Gordon's overall catch-and-shoot Effective Field Goal Percentage of 70.0 percent ranked behind only Korver (72.0 percent). Gentry seems keen on utilizing this in the offense.
He also wants to push the pace.
Last season, New Orleans ranked 27th in the NBA in pace with just 91.4 possessions per 48 minutes. With more possessions, Gordon is expected to see more drives to the basket when he isn't playing off-the-ball as a catch-and-shoot threat.
Gordon was one of just 57 players to see at least 5.0 drives per game last year (though he did see just 5.1 per contest).
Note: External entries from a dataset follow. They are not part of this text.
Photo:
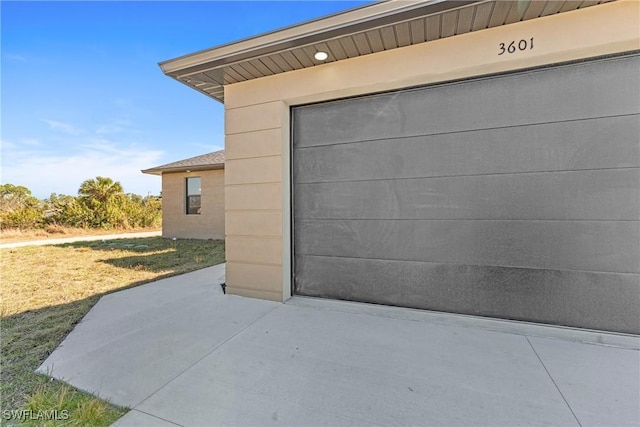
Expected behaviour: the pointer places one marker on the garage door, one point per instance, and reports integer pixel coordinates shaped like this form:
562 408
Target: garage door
513 196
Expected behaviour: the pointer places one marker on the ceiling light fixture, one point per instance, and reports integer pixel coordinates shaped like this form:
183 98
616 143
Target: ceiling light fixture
321 56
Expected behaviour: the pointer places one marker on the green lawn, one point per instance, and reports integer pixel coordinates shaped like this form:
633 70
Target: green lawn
46 290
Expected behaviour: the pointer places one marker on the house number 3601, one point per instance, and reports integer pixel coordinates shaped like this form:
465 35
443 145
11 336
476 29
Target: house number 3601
515 46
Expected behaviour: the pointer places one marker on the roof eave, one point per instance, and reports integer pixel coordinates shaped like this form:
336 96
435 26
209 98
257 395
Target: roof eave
160 171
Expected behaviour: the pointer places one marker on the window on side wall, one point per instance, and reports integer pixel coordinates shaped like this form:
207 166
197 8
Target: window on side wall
194 191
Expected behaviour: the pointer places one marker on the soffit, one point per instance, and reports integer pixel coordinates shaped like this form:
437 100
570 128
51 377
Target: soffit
369 29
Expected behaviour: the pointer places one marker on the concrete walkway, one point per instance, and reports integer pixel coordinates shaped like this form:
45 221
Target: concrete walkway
179 352
91 238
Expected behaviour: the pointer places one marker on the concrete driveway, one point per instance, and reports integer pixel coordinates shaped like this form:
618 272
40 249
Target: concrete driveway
179 352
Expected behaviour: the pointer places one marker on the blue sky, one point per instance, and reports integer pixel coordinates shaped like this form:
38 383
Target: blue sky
82 94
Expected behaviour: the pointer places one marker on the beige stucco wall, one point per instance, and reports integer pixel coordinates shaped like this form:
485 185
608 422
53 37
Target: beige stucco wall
257 131
210 223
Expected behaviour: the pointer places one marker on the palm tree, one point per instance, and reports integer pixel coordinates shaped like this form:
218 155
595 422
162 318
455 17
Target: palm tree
101 189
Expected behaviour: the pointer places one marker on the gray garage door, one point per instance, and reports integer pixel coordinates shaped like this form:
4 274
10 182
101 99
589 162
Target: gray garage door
513 196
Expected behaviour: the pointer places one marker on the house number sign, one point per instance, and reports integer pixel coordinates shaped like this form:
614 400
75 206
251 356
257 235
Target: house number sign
515 46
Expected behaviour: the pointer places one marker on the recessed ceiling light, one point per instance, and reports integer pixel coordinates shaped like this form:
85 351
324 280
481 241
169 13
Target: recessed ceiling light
321 56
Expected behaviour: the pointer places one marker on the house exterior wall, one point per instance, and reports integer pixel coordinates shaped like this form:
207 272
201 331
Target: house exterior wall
210 223
257 124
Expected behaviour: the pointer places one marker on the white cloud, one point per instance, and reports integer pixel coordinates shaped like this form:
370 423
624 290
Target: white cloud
50 172
63 127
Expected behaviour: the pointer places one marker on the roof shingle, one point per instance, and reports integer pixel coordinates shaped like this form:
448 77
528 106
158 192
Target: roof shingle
207 161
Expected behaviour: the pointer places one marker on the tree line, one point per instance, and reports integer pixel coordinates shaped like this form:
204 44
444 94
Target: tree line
100 203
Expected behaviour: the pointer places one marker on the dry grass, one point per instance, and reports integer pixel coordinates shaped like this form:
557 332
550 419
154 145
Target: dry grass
46 290
13 235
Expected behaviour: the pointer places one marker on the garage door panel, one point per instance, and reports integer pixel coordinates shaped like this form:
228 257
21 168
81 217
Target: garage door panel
512 196
540 96
608 246
574 298
602 143
608 194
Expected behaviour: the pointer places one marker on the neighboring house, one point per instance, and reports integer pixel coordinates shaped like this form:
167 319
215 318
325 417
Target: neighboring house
193 197
476 157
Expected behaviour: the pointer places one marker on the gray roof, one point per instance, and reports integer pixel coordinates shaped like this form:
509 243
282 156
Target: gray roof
207 161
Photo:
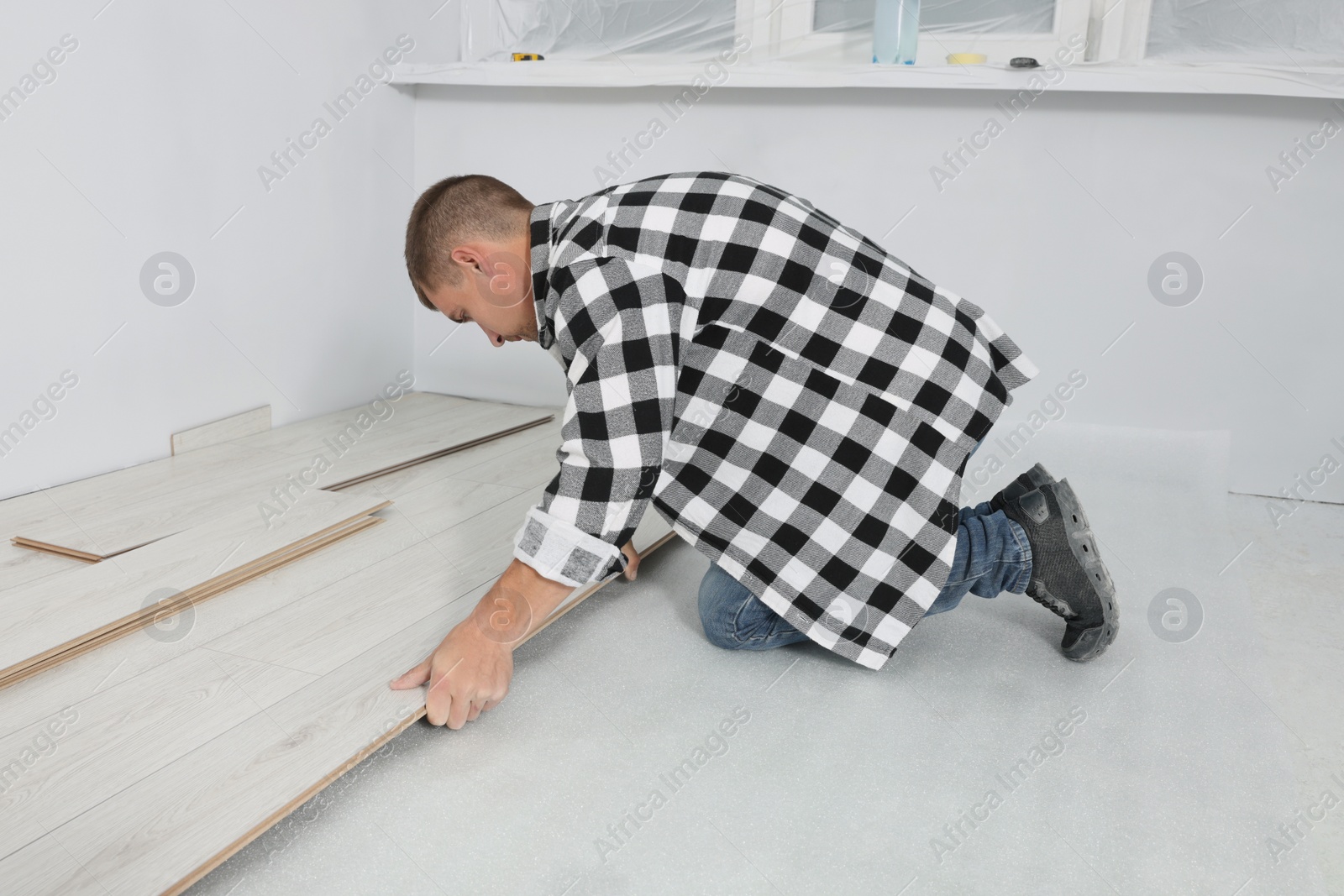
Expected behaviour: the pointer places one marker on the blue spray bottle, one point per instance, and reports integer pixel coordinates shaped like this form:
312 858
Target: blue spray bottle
895 31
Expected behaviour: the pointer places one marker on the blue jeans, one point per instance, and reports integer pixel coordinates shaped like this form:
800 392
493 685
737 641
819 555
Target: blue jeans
992 557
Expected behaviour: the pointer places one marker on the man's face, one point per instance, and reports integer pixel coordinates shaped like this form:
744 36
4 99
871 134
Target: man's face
495 293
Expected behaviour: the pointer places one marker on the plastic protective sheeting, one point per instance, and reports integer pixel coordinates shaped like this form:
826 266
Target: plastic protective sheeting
974 16
1280 33
597 29
1274 31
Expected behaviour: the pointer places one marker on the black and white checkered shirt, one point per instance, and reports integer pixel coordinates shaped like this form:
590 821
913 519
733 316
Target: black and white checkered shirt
796 401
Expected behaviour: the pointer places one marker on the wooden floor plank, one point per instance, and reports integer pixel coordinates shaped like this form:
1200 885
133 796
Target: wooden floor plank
27 701
316 714
223 430
151 837
46 616
113 521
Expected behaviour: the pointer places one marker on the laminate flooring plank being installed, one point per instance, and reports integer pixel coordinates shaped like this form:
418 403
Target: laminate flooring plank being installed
170 828
34 699
302 741
269 468
57 614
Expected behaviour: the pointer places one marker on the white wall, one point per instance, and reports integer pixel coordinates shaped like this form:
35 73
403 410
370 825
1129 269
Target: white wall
150 139
1052 228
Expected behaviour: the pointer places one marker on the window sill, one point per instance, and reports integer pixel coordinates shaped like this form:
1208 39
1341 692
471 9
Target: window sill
1099 76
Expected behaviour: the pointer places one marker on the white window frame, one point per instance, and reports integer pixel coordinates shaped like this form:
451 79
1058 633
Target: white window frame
1120 29
783 29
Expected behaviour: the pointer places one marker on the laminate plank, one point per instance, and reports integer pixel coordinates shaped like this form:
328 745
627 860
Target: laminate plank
307 437
223 430
30 700
172 826
524 466
441 504
116 663
366 595
120 521
49 614
185 602
401 481
241 783
113 738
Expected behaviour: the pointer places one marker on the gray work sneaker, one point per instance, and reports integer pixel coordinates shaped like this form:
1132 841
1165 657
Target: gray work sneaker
1068 574
1032 479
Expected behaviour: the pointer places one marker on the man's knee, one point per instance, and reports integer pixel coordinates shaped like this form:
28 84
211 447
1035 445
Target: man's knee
721 598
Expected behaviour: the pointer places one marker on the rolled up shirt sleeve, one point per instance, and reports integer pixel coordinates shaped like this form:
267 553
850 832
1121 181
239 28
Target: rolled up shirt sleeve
618 322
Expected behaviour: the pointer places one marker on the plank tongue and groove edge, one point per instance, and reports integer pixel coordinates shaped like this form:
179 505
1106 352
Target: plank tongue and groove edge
109 515
55 616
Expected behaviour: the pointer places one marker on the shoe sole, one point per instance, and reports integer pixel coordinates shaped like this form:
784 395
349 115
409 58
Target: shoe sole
1092 642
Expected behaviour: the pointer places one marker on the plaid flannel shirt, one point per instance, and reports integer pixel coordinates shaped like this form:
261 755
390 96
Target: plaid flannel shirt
793 399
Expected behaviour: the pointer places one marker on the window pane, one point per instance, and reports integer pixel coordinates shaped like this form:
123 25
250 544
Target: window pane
1283 31
981 16
591 29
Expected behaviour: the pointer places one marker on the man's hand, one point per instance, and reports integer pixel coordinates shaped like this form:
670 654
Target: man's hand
632 558
470 669
468 673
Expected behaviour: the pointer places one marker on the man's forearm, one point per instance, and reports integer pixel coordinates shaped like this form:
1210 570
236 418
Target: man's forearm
517 604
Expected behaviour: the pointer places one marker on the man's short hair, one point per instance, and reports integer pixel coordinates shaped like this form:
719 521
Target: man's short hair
454 211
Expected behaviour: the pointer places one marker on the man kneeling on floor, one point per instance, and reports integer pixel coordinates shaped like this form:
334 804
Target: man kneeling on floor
793 399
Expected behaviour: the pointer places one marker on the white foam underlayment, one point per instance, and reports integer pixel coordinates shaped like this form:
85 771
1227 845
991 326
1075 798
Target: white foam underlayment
840 779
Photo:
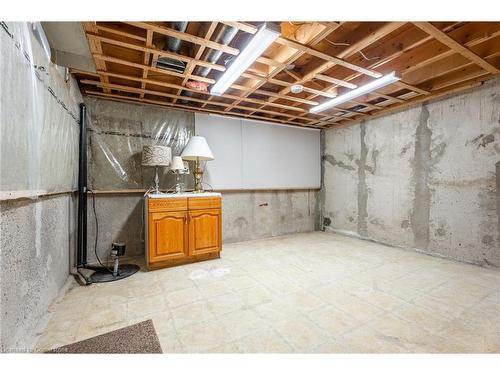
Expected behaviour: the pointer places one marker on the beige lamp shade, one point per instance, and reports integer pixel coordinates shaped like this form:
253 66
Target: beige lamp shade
156 156
177 164
197 149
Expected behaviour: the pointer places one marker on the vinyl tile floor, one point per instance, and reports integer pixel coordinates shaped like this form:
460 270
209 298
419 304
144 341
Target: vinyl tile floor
304 293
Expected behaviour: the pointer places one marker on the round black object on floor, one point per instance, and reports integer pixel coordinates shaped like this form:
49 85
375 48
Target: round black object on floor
102 275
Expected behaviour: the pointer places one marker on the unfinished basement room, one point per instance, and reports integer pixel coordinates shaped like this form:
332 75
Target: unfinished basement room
228 186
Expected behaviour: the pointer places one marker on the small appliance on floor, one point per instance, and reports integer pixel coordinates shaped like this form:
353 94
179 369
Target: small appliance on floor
87 274
104 274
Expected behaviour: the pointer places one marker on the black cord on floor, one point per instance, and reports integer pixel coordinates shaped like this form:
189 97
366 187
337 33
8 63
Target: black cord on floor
97 232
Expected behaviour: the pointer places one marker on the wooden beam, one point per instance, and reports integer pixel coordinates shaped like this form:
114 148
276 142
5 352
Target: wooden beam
182 88
149 43
156 51
315 40
455 46
336 81
190 108
367 40
192 99
120 32
478 81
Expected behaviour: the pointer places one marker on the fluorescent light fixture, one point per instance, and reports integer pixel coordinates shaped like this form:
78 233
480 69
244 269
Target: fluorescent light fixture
361 90
257 45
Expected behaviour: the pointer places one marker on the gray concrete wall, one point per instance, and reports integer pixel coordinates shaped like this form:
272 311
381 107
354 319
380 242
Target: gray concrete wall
36 236
424 178
38 154
246 215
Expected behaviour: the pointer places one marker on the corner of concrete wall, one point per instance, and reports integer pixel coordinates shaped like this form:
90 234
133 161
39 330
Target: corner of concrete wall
37 237
424 178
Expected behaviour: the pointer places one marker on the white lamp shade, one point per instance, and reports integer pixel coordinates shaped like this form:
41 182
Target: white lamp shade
156 156
177 164
197 149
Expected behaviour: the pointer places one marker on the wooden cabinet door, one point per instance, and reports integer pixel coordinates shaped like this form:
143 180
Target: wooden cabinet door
168 235
205 231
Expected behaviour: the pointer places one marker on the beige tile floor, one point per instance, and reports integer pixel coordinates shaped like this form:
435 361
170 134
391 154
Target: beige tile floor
307 293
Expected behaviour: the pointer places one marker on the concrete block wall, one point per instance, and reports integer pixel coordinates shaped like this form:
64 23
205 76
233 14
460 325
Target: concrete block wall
246 215
36 238
38 156
426 178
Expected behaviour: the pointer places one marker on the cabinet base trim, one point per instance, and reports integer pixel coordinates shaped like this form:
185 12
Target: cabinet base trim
186 260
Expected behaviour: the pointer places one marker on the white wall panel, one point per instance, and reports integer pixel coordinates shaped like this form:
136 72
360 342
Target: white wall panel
259 155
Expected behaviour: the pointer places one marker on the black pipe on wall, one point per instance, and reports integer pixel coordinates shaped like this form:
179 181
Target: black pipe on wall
81 250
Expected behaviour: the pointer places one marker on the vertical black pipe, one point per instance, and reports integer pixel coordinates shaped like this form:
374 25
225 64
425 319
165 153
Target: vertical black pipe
81 252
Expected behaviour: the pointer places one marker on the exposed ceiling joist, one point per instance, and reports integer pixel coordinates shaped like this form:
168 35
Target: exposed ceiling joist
322 56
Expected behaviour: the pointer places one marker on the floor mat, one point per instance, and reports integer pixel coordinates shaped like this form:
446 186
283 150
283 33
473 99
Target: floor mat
137 338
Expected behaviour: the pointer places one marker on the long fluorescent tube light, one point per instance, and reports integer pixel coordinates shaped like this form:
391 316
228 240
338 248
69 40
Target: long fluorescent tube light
257 45
361 90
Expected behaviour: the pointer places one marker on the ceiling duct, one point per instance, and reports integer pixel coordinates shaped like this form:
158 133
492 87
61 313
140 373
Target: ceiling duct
173 45
225 35
68 45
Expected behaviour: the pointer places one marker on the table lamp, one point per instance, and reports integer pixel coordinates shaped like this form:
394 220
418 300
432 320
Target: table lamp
156 156
179 167
197 149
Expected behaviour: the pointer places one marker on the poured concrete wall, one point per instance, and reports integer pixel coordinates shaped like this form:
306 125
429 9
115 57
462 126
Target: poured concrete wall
425 178
246 215
116 136
36 238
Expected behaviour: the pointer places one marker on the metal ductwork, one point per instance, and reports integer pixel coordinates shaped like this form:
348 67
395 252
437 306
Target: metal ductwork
173 45
69 46
225 35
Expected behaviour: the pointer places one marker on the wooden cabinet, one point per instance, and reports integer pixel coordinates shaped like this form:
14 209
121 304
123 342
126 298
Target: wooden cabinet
182 230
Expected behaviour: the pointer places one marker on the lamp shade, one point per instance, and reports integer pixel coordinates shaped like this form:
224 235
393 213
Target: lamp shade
177 164
197 149
156 156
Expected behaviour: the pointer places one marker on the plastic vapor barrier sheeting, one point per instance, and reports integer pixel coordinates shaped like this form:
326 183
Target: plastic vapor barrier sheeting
38 118
116 135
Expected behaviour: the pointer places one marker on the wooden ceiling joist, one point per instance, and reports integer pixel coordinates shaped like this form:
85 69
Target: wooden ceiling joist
455 46
433 59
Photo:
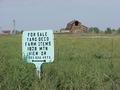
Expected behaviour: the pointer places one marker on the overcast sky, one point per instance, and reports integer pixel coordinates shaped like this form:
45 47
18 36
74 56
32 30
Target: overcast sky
55 14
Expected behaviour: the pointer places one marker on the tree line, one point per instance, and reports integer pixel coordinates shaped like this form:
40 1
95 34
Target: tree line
106 31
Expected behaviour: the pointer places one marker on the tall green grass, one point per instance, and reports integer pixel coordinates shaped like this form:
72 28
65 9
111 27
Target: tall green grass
80 64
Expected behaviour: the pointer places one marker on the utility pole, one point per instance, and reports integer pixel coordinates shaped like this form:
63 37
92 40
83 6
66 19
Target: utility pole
14 27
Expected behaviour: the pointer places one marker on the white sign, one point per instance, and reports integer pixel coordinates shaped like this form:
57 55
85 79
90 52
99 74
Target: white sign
38 46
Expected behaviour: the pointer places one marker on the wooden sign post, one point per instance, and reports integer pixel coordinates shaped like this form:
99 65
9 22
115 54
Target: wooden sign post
38 47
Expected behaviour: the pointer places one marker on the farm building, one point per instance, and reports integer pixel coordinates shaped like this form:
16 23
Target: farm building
75 27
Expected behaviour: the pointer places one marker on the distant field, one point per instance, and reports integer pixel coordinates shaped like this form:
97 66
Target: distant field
81 63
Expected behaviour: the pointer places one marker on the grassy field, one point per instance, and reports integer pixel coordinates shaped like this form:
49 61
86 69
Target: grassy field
81 63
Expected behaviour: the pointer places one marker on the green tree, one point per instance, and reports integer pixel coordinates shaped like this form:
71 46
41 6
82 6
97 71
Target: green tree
118 30
108 31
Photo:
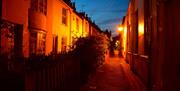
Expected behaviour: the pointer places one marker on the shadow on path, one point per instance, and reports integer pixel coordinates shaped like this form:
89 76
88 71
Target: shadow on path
114 75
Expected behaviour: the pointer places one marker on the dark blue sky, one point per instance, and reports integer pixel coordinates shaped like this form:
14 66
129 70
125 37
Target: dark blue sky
107 14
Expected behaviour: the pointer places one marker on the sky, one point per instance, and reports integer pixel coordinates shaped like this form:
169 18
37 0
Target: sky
107 14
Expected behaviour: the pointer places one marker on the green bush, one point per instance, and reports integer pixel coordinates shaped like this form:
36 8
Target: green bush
90 51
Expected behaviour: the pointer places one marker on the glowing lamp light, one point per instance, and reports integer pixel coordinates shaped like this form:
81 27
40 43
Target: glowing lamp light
120 29
141 29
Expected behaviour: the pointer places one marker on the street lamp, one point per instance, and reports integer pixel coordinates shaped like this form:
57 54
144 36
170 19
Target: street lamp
120 29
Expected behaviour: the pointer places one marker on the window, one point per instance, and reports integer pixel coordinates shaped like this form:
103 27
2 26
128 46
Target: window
41 43
55 44
63 44
64 16
33 42
37 42
39 5
7 41
77 24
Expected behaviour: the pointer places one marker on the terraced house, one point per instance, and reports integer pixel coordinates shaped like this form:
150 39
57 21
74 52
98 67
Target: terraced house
41 26
150 32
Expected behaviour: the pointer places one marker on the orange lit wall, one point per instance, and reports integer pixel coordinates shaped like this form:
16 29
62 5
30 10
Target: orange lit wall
16 11
58 28
141 26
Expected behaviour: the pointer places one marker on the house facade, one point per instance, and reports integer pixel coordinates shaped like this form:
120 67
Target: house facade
41 26
151 33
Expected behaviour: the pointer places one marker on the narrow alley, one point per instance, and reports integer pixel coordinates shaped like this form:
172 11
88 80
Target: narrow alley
114 75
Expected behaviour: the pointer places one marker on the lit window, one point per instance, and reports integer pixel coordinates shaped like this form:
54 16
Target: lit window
37 42
64 16
39 5
77 24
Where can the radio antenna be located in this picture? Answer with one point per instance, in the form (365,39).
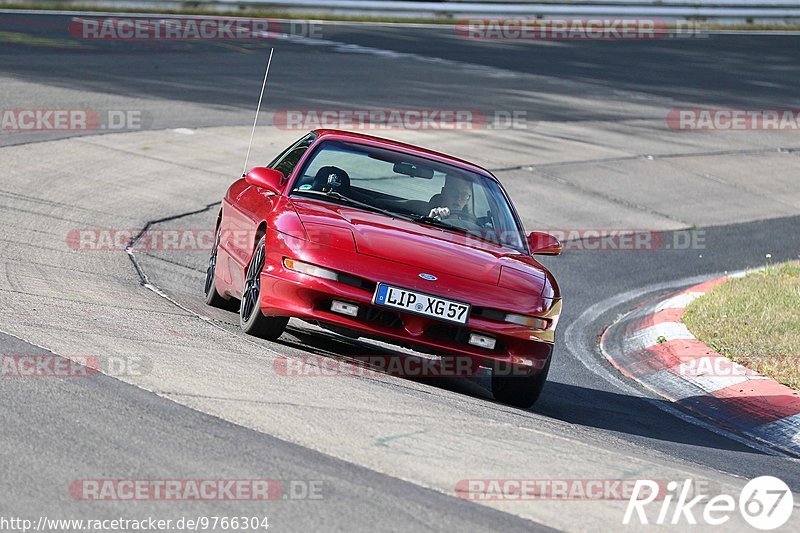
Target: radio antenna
(258,110)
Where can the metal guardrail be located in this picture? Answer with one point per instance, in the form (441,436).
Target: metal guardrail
(733,10)
(671,9)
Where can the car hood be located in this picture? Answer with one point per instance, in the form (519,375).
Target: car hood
(431,249)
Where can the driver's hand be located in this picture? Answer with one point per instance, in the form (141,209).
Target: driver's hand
(439,213)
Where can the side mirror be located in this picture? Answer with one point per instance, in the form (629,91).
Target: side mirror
(265,178)
(542,243)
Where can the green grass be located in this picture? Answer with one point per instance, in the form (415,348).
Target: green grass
(754,321)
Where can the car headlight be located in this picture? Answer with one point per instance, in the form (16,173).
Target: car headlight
(528,321)
(311,270)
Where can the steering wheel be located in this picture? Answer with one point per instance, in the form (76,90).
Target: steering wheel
(463,219)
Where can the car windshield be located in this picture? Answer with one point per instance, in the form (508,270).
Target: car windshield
(410,187)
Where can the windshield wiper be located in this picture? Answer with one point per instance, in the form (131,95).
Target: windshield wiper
(433,221)
(355,203)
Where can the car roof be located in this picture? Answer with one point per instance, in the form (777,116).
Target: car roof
(403,147)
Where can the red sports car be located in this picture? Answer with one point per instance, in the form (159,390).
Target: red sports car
(385,240)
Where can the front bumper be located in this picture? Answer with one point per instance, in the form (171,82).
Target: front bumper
(286,292)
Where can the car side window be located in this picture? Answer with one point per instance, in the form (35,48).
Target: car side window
(289,159)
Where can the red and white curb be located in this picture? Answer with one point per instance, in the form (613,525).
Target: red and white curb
(656,349)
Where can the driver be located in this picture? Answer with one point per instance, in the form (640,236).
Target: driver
(454,199)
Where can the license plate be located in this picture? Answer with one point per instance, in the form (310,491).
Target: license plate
(421,304)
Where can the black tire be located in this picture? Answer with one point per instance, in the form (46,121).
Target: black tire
(213,298)
(519,391)
(251,319)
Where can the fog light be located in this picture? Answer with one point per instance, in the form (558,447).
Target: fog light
(482,341)
(311,270)
(530,321)
(344,308)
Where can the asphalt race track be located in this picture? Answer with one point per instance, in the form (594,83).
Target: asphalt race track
(594,152)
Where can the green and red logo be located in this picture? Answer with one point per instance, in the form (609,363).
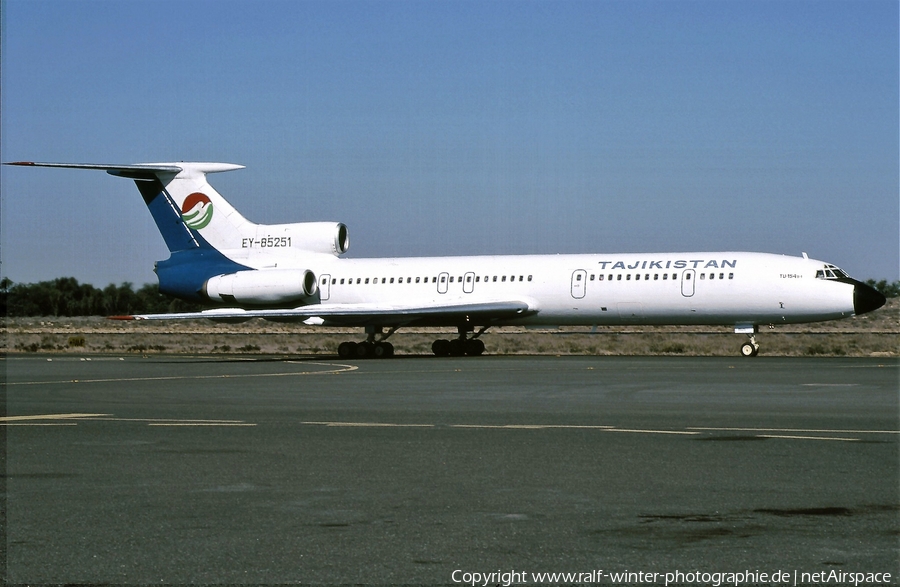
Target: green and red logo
(196,212)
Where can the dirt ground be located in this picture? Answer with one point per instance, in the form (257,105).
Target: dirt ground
(874,334)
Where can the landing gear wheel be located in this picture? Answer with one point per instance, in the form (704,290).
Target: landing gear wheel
(441,347)
(347,350)
(474,347)
(365,350)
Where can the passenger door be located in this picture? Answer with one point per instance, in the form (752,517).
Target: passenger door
(469,282)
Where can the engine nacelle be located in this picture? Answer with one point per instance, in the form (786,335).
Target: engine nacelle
(314,237)
(262,287)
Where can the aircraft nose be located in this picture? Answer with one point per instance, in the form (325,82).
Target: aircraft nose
(866,298)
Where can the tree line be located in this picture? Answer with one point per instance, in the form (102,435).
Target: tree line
(64,296)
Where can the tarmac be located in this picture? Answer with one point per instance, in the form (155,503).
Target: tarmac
(274,470)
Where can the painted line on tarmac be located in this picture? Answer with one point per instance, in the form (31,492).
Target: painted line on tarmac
(340,368)
(49,417)
(201,424)
(502,427)
(41,420)
(529,426)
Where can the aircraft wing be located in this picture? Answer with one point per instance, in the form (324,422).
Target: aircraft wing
(365,314)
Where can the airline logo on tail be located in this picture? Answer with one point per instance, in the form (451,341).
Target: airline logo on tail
(196,212)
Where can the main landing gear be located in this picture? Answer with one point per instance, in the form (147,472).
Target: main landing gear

Of course, Evans played that role last year for the Pelicans, averaging 11.8 drives per game -- second in the league behind only Ty Lawson (11.9).
Now, his efficiency on drives last year (a 40.1 percent field goal rate) ranked outside the top 50 of those guys (remember, there were only 57), but the volume should be there for Gordon. Also -- not to go off-topic, but -- Jimmy Butler was marginally worse (39.6 percent) on the same number of drives per game, and he had a "breakout" offensive season, thanks to a 37.8 percent campaign from beyond the arc and a 50.2 percent Effective Field Goal Percentage. His Usage Rate? A modest 21.6 percent.
Gordon maintained a three-point percentage of 44.8 last year and a 51.2 percent Effective Field Goal Percentage with a 19.8 percent Usage Rate.
He won't need to lead the league in scoring or three-point percentage to boast a career-best, but there's plenty of reason to think that Gordon can step into a big-time role while his backcourt mates heal up, and that alone (well, in addition to what Anthony Davis brings to the table) could be enough to keep the Pelicans afloat in the Western Conference in the early going.